The unfortunate familiar noises started. Mom was sitting close enough that her leg brushed against Stevie’s. It was the only way for them to both fit in the frame and not be crazy far from the camera. At least, that’s what Mom had claimed. Stevie braced for it. She was pretty sure Mom needed touch right now. Faces started appearing on the screen. Tiny squares full of people and places Stevie had not seen in a long time. She felt hollow in her chest.
A man in a suit sat in front of what looked like the biggest flower arrangement ever. It was pretty. It made him look smaller than he probably was. She wasn’t sure. He gave instructions for everyone to mute their mics while he set something up. Silence. People kept joining. Stevie had the urge to run. The man’s camera panned. Now, the view was a wide shot. Suited man she had never seen. Expensive flower arrangement. Picture of grandma.
Mom’s hand grabbed her leg. Stevie hoped she didn’t feel the flinch. Or didn’t care. Mom’s hand moved to grab a few tissues and strategically place them around herself on the couch below the camera line. She started tearing one apart. The cat was transfixed as soft snowflakes trickled down.
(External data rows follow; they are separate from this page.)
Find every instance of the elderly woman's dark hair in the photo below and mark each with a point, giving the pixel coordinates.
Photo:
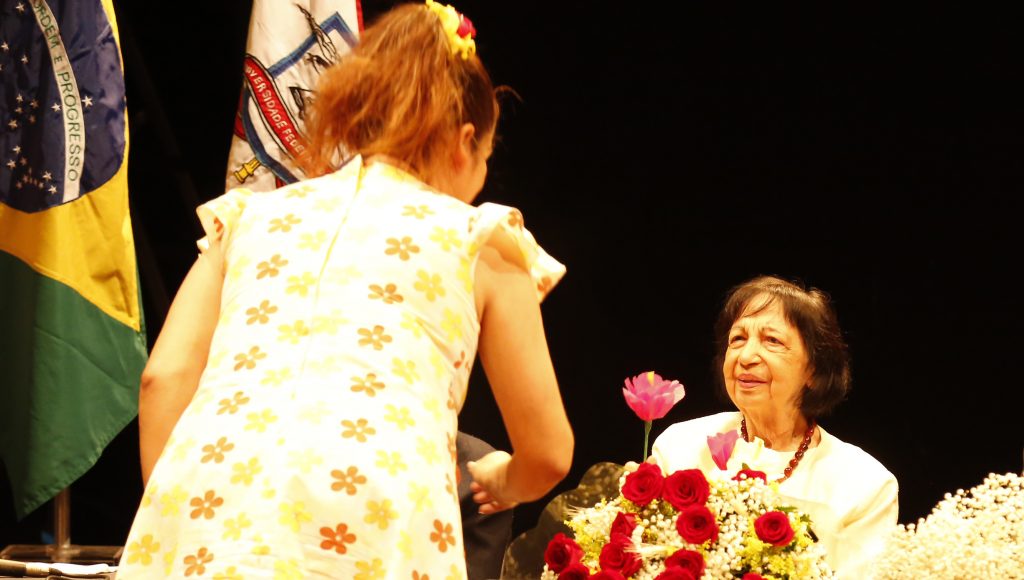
(811, 314)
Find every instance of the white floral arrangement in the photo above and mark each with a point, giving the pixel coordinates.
(978, 533)
(686, 527)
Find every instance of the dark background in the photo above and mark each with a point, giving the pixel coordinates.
(666, 155)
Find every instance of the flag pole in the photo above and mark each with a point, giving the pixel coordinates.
(61, 526)
(61, 550)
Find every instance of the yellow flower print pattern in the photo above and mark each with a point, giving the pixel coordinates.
(446, 239)
(391, 462)
(229, 573)
(304, 461)
(276, 377)
(293, 333)
(412, 323)
(287, 570)
(403, 248)
(247, 361)
(180, 450)
(312, 241)
(259, 421)
(313, 413)
(360, 429)
(417, 211)
(375, 337)
(230, 406)
(260, 314)
(404, 369)
(142, 550)
(293, 515)
(300, 284)
(370, 570)
(270, 267)
(406, 544)
(427, 450)
(380, 514)
(233, 527)
(420, 496)
(398, 416)
(284, 224)
(452, 325)
(245, 472)
(328, 324)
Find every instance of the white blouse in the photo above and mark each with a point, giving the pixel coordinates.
(851, 498)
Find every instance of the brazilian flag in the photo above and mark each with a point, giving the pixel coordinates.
(72, 339)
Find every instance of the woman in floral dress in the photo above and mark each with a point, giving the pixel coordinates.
(298, 414)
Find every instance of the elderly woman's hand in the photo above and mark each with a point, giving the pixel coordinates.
(488, 485)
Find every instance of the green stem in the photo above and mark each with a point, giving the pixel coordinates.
(646, 436)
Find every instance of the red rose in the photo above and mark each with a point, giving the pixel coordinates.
(574, 571)
(689, 561)
(625, 524)
(676, 573)
(751, 473)
(685, 488)
(774, 529)
(561, 551)
(696, 525)
(616, 555)
(643, 485)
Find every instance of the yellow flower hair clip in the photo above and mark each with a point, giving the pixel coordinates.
(459, 29)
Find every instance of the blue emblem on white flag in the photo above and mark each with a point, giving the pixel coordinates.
(61, 101)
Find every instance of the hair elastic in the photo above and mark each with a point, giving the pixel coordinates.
(458, 28)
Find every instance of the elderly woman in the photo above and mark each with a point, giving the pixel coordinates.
(784, 365)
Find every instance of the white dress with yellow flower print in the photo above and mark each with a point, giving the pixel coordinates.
(321, 442)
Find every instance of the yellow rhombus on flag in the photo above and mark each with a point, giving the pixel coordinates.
(72, 338)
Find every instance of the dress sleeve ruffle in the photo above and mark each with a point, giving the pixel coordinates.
(504, 225)
(220, 215)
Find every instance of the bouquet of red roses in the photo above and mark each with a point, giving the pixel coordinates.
(686, 527)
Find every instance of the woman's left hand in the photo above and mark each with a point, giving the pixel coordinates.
(487, 486)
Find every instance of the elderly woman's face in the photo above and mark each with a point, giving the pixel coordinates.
(765, 367)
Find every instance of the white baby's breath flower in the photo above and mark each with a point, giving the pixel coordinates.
(971, 534)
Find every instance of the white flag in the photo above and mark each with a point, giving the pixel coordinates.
(290, 44)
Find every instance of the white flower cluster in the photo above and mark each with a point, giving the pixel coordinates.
(737, 549)
(971, 534)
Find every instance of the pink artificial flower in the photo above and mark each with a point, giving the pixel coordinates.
(721, 447)
(466, 28)
(650, 397)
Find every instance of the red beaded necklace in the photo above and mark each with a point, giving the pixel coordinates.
(796, 457)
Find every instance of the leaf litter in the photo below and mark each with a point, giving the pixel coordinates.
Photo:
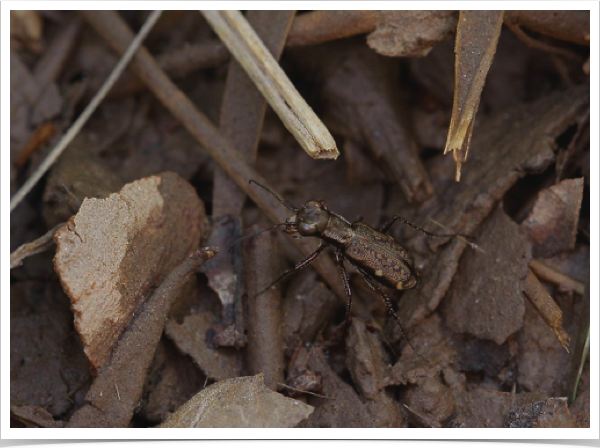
(488, 374)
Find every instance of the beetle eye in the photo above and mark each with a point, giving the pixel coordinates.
(307, 229)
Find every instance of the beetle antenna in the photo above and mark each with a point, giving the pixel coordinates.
(255, 234)
(288, 206)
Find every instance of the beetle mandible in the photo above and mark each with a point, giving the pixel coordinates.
(380, 258)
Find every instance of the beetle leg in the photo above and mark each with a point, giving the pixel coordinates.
(390, 309)
(395, 218)
(300, 265)
(339, 257)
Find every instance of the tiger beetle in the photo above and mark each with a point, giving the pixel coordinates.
(380, 258)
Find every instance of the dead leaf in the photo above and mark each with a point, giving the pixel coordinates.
(33, 417)
(547, 307)
(551, 413)
(486, 298)
(243, 402)
(552, 224)
(117, 389)
(113, 253)
(410, 33)
(368, 364)
(476, 39)
(47, 365)
(172, 380)
(543, 363)
(481, 408)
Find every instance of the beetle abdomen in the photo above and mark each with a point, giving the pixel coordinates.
(381, 257)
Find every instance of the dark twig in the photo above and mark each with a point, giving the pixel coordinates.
(112, 27)
(118, 387)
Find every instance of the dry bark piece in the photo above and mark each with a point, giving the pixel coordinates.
(117, 389)
(551, 413)
(42, 244)
(265, 339)
(368, 365)
(516, 142)
(486, 298)
(360, 92)
(476, 39)
(431, 401)
(308, 307)
(551, 275)
(193, 338)
(552, 224)
(47, 366)
(547, 307)
(116, 31)
(543, 363)
(410, 33)
(33, 417)
(116, 250)
(172, 380)
(243, 402)
(320, 26)
(571, 26)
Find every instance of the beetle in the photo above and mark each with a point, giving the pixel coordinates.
(379, 257)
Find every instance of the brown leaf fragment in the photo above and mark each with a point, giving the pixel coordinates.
(361, 94)
(410, 33)
(430, 400)
(547, 307)
(516, 142)
(172, 380)
(243, 402)
(543, 363)
(416, 304)
(47, 366)
(369, 368)
(486, 298)
(308, 306)
(572, 26)
(481, 408)
(42, 244)
(193, 338)
(551, 275)
(117, 389)
(551, 413)
(320, 26)
(116, 250)
(476, 39)
(342, 408)
(33, 417)
(552, 224)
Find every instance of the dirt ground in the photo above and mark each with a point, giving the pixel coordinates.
(121, 318)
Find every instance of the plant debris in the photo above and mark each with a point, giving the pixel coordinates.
(126, 329)
(552, 224)
(111, 254)
(243, 402)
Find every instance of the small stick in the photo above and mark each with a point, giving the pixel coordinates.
(304, 391)
(297, 116)
(42, 244)
(85, 115)
(551, 275)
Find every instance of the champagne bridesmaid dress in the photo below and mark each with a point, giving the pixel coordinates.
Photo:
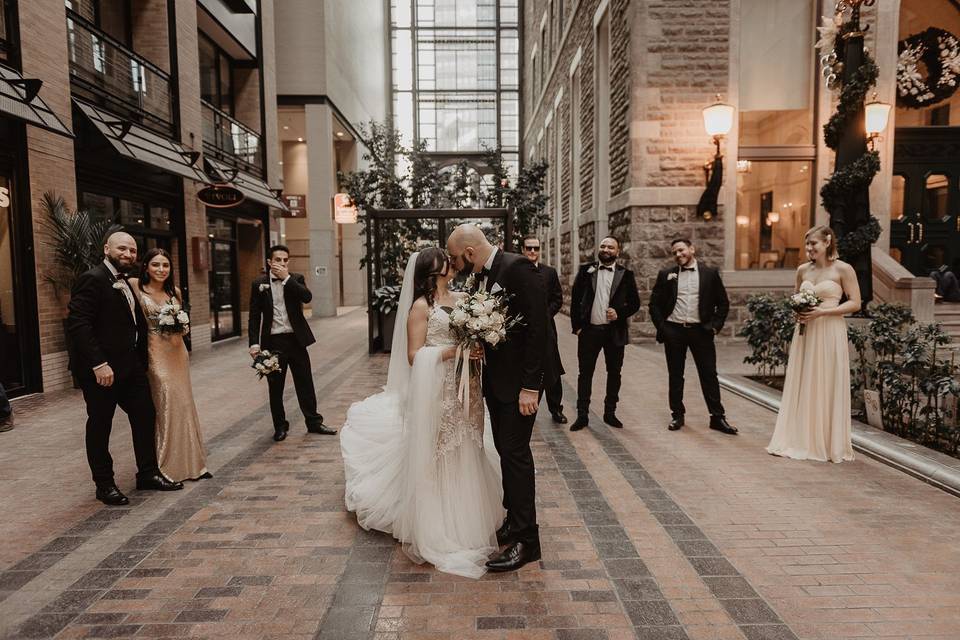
(180, 449)
(814, 418)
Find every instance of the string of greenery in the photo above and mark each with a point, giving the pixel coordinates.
(858, 175)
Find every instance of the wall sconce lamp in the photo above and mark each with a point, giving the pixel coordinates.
(877, 116)
(717, 120)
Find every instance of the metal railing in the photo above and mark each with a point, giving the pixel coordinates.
(106, 72)
(228, 139)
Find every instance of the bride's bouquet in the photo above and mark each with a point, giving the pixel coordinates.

Another pair of familiar faces popped up, entering this virtual space. One tapped the other’s shoulder and pointed. It looked like their finger was touching their camera. “Look, she showed up.”
“What? Really? After what she did?”
“I know right. She’s the one that got her sick to begin with. Who goes to a party during a pandemic?”
Stevie felt like dozens of eyes shifted on screens to find her. It was every nightmare.
Mom’s arm wrapped around Stevie’s shoulder while the other hand tapped unmute. Her smile was sickly sweet at the camera. Stevie had always hated when that was directed at her. It meant you’d done messed up. Bad.
“Hello, my lovely nieces.” Both girls froze and stared as if whatever device they were using were haunted. “The funeral director has asked that we mute our mics until he says otherwise.” Her head tilted. “Unless of course you’d like to throw more accusations about where someone could have picked up an illness during a global pandemic?”
The little emblem for mute popped up on their square.
Stevie caught the look on the funeral director’s face as he watched family drama unfold at a virtual funeral. No where was safe.
“We’ll be muting our mic and our screen, sir. Sorry for the disruption.”
Mom’s hand dropped away after hitting the buttons. She leaned and whispered for Stevie to check that she had done it right. Stevie double checked as requested. Privacy was achieved. Stevie still felt disconnected from the hand she put on Mom’s. It didn’t feel like her hand. But Mom was Mom. And that was good. Mom had her back even if it did not feel like her own back right now. Stevie decided she’d tell Mom about this weird experience soon. It sucked to go through this alone.